Я пожал плечами. Пересек лестничную площадку. Позвонил соседям. Дверь мне открыла Эмма. В полумраке прихожей я узнал ее по запаху духов, по светлому пятну голых рук. Я сделал шаг вперед. Внезапно оробев, остановился. Голос кашлявшего мужчины заставил меня пойти дальше. Я шел на свет. Лакост встретил меня в пустой комнате, где нашим голосам вторило эхо. Он снял два кресла и поставил их на ножки.
– Присаживайтесь.
Он развалился в кресле. Пока я занимался его женой, он не двигался. Я снимал шов. Эмма сидела, я стоял у нее за спиной. Внимание мужа было приковано к моим движениям. Я не мог поднять глаз, не встретившись при этом с ним взглядом. С его лица не сходила неподвижная улыбка, от которой уголки губ становились толще.
– Вот и все, я закончил.
– Спасибо, – сказала Эмма. – Ну, я пошла. У меня встреча в три часа. Я должна позировать для серии фотографий.

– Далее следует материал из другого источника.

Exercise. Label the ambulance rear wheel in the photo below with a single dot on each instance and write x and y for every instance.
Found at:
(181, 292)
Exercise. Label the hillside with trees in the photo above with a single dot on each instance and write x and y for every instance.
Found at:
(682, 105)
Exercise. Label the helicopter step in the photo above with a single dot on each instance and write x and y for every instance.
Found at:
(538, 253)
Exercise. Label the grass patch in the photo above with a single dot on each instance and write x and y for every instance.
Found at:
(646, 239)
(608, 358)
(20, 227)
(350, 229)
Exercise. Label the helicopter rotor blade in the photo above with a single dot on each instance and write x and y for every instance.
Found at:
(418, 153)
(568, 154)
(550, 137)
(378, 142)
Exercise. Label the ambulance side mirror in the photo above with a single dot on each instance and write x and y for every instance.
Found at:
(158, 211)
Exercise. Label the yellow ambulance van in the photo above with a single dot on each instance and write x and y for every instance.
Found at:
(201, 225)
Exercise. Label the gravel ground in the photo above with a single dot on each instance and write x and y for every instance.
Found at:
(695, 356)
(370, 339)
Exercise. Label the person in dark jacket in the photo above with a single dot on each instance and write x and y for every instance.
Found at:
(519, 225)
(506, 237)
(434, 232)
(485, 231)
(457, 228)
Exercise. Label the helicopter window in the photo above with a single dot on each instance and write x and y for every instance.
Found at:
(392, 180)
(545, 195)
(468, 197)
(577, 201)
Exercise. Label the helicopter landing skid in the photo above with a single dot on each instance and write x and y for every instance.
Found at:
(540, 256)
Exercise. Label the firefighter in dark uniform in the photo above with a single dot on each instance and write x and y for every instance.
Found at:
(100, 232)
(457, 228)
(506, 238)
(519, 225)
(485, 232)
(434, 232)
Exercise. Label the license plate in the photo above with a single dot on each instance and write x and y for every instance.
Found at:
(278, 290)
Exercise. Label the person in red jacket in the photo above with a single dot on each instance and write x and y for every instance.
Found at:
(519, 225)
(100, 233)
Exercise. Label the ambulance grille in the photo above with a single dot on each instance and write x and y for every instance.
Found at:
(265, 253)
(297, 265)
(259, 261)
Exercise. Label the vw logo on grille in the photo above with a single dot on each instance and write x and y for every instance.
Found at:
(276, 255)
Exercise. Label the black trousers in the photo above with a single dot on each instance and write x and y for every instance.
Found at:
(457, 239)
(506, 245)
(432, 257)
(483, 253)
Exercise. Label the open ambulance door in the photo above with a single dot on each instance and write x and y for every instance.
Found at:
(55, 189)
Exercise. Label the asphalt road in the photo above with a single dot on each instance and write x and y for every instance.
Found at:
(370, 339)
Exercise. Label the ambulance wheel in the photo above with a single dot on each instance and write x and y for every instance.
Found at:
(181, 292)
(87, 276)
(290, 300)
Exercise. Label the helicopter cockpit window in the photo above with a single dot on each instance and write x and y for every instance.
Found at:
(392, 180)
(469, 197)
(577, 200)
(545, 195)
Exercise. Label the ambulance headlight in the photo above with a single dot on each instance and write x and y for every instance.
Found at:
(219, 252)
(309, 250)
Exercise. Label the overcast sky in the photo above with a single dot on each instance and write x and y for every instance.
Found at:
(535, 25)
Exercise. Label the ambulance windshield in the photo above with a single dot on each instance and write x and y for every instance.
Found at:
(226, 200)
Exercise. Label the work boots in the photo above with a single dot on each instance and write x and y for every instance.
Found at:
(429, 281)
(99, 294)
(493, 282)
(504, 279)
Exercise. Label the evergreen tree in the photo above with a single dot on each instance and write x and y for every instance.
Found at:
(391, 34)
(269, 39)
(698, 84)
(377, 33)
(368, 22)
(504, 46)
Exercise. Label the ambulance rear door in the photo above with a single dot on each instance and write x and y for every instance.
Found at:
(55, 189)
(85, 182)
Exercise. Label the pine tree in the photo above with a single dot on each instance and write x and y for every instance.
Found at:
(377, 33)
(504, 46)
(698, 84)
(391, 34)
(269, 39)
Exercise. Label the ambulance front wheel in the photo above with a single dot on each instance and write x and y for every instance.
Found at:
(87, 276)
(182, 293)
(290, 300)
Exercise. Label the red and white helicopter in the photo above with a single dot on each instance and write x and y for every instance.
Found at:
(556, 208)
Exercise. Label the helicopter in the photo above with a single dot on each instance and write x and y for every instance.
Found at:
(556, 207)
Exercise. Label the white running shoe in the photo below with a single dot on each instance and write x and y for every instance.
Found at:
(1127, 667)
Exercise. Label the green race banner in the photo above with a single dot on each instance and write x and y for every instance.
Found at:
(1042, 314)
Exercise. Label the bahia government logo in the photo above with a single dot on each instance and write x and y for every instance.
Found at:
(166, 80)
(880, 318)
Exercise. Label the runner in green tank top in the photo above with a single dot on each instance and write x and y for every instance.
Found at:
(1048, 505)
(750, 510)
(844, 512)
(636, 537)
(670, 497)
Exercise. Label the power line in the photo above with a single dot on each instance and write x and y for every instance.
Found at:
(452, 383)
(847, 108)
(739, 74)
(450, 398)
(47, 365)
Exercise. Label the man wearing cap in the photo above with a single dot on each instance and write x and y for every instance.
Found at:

Она взяла с камина свою сумочку и перчатки.
– Если вы едете в центр, могу вас подвезти, – сказал я.
Лакост направился ко мне, словно желая протянуть руку. Но передумал и сунул руку в карман.
– Я выйду с вами. Мне нужно кое-что купить.
Я спустился по лестнице первым. Супруги спорили за моей спиной. Я не понимал, о чем они говорили. Поведение Лакоста меня раздражало. Я был охвачен порывом, увлекавшим меня к выходу. Мое ухо улавливало слова: «Остаться… Не выходить… Елисейские Поля…» Но я, опережая события, чувствовал себя на улице. Я уже открыл для Эммы переднюю дверцу машины.
Лакост уселся сзади, хотя его никто не приглашал. Мы тронулись с места. Он сразу же наклонился ко мне, всунул голову между моим плечом и плечом жены.
– Вы не волнуетесь за Эмму?
– Нисколько.
– А не будет ли каких-нибудь последствий от ее падения?
– Никаких.
– Некоторые говорят, что столбняк…
– Да нет, что вы.
Он умолк так внезапно, что я даже забеспокоился и посмотрел на него в зеркальце. У него был такой вид, словно в мыслях он остался где-то далеко отсюда. Правда, и ехал я быстро.
Около Трокадеро он попросил меня остановиться. Поблагодарил. Наклонился к жене:
– Сегодня вечером не возвращайся слишком поздно.
Держа шляпу в руке, он неуверенно пошел по направлению к площади. Эмма вздохнула. Я увидел, как тень от ресниц упала на ее щеку. Машина, внезапно став шире, покатилась бесшумно, с хозяйской вальяжностью.